Seven states don’t have any roller coasters, Delaware, Rhode Island and Vermont are small and close to states with amusement parks. Montana and Wyoming are probably too sparsely populated, and Alaska is probably too cold. Disney runs the Aulani resort in Hawaii, but it doesn’t have a roller coaster. I doubt anyone misses them in the island paradise.
rcc <- arrange(rc1, desc(Total)) # sort the roller coaster census descending by Total
kable(rcc, align = c("l", "c", "c", "c"), # display the roller coaster census data
caption = "U.S. Roller Coaster Census")
| Location | Steel | Wood | Total |
|---|---|---|---|
| California | 78 | 6 | 84 |
| Pennsylvania | 37 | 18 | 55 |
| Florida | 47 | 3 | 50 |
| Texas | 44 | 4 | 48 |
| New Jersey | 41 | 2 | 43 |
| New York | 34 | 6 | 40 |
| Ohio | 32 | 8 | 40 |
| Missouri | 19 | 6 | 25 |
| Illinois | 19 | 4 | 23 |
| Georgia | 20 | 2 | 22 |
| Virginia | 18 | 4 | 22 |
| Maryland | 17 | 2 | 19 |
| North Carolina | 13 | 2 | 15 |
| Colorado | 12 | 2 | 14 |
| Indiana | 8 | 6 | 14 |
| Massachusetts | 13 | 1 | 14 |
| Michigan | 10 | 3 | 13 |
| Minnesota | 11 | 2 | 13 |
| Tennessee | 11 | 2 | 13 |
| Wisconsin | 6 | 6 | 12 |
| Kentucky | 8 | 3 | 11 |
| Utah | 9 | 1 | 10 |
| Iowa | 5 | 4 | 9 |
| Alabama | 7 | 1 | 8 |
| Connecticut | 5 | 3 | 8 |
| New Hampshire | 6 | 2 | 8 |
| Oklahoma | 7 | 1 | 8 |
| New Mexico | 6 | 1 | 7 |
| Arkansas | 5 | 1 | 6 |
| Idaho | 4 | 2 | 6 |
| Maine | 5 | 1 | 6 |
| Washington | 4 | 2 | 6 |
| Kansas | 5 | 0 | 5 |
| Nevada | 5 | 0 | 5 |
| Oregon | 5 | 0 | 5 |
| Arizona | 4 | 0 | 4 |
| Louisiana | 4 | 0 | 4 |
| South Carolina | 3 | 1 | 4 |
| West Virginia | 2 | 2 | 4 |
| South Dakota | 2 | 0 | 2 |
| Mississippi | 1 | 0 | 1 |
| Nebraska | 1 | 0 | 1 |
| North Dakota | 1 | 0 | 1 |
I was able to do almost everything I wanted to in R and R Markdown.

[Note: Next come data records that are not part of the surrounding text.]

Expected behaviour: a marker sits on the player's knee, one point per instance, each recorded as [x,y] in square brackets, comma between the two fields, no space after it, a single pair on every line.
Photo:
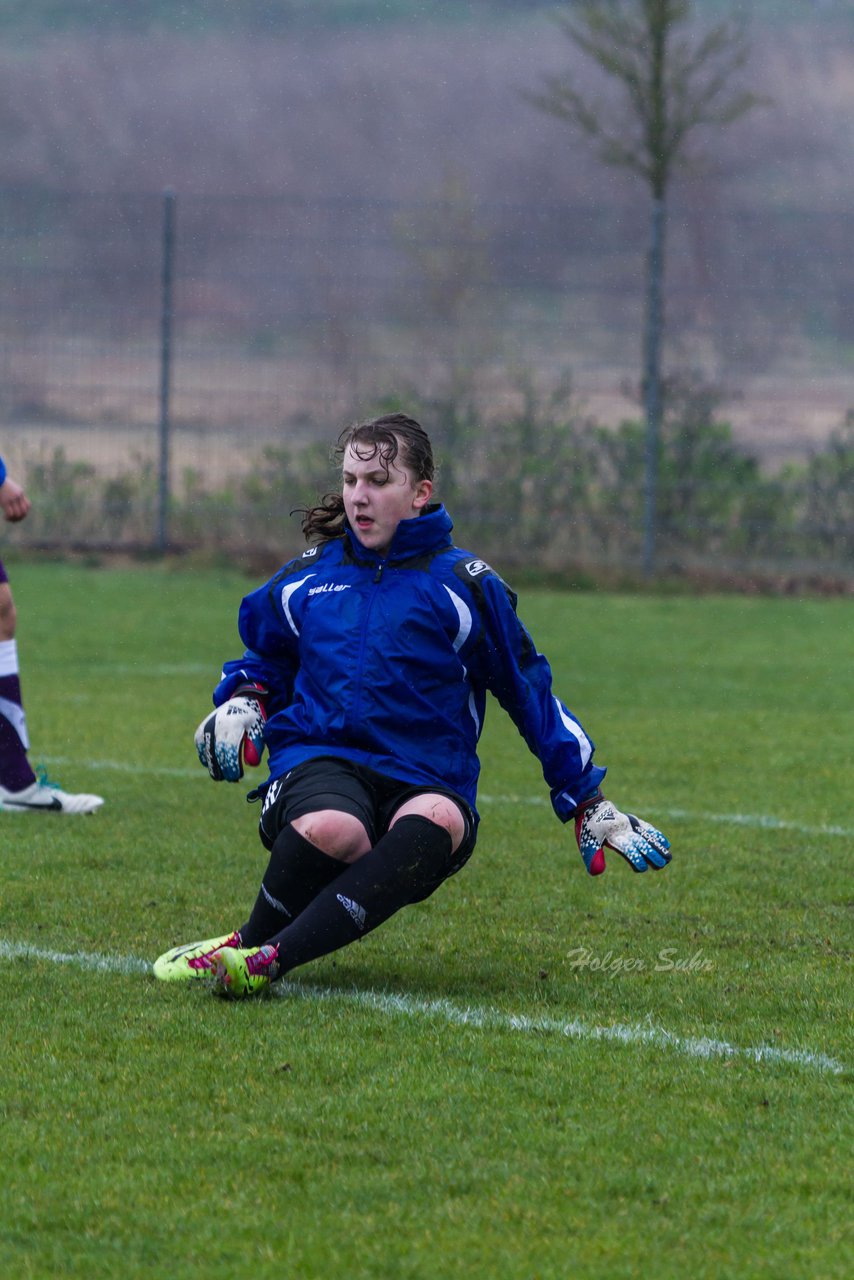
[439,809]
[339,835]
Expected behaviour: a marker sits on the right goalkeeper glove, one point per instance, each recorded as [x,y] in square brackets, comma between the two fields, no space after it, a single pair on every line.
[231,736]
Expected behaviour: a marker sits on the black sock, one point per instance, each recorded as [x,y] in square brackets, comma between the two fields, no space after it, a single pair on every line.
[296,873]
[403,867]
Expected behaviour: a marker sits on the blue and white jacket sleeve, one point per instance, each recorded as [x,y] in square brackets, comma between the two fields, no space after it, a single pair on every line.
[270,658]
[521,680]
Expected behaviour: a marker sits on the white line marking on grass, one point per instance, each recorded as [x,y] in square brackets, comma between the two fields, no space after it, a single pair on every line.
[80,959]
[457,1015]
[493,1019]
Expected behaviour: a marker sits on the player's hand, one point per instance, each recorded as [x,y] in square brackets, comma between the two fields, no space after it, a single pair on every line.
[231,736]
[599,826]
[14,502]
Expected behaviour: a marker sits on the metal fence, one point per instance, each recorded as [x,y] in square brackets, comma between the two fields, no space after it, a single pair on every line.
[159,351]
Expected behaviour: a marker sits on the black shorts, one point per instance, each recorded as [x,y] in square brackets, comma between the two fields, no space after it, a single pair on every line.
[332,782]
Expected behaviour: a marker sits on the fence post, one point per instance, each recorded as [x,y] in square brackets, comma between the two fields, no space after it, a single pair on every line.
[653,327]
[165,362]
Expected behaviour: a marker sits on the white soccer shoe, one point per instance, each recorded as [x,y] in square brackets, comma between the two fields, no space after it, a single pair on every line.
[44,796]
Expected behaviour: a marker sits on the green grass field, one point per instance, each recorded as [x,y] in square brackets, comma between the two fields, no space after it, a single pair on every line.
[534,1075]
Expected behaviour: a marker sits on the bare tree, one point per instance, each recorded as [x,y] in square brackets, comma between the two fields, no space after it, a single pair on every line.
[671,85]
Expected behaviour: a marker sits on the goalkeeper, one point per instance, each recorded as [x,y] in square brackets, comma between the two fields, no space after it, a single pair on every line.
[366,668]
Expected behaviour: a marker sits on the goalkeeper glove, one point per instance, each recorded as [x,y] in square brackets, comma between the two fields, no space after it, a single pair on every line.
[233,735]
[599,826]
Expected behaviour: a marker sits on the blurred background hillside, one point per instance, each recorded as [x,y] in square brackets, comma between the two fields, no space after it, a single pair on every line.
[368,209]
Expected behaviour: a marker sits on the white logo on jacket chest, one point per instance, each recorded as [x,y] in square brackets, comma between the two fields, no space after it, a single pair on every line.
[329,586]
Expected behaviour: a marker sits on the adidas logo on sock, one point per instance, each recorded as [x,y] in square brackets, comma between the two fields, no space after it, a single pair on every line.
[352,909]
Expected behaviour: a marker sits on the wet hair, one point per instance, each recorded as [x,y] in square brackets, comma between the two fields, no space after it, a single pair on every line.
[393,438]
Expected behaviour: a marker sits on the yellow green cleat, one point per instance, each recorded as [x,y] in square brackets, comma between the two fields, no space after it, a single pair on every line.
[246,972]
[192,959]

I’m very pleased to have found kable to format tibbles nicely. In order to make the .rmd reusable when the data changes I want to be able to output data values inline with the text, i.e. output the year for the oldest coaster in the middle of the sentece. I tried several different functions, print(), paste() and finally looked at the R Markdown cheatsheet and discovered the single backtick. That worked beautifully.
I haven’t been able to read a data file from GitHub, I tried including the RCurl library and the following code
# rc <- read.csv(getURL("https://github.com/sopranomax/Data110_Projects/a5664bb01296baacdb5093bd523d8a0118b3a737/RollerCoaster.csv"))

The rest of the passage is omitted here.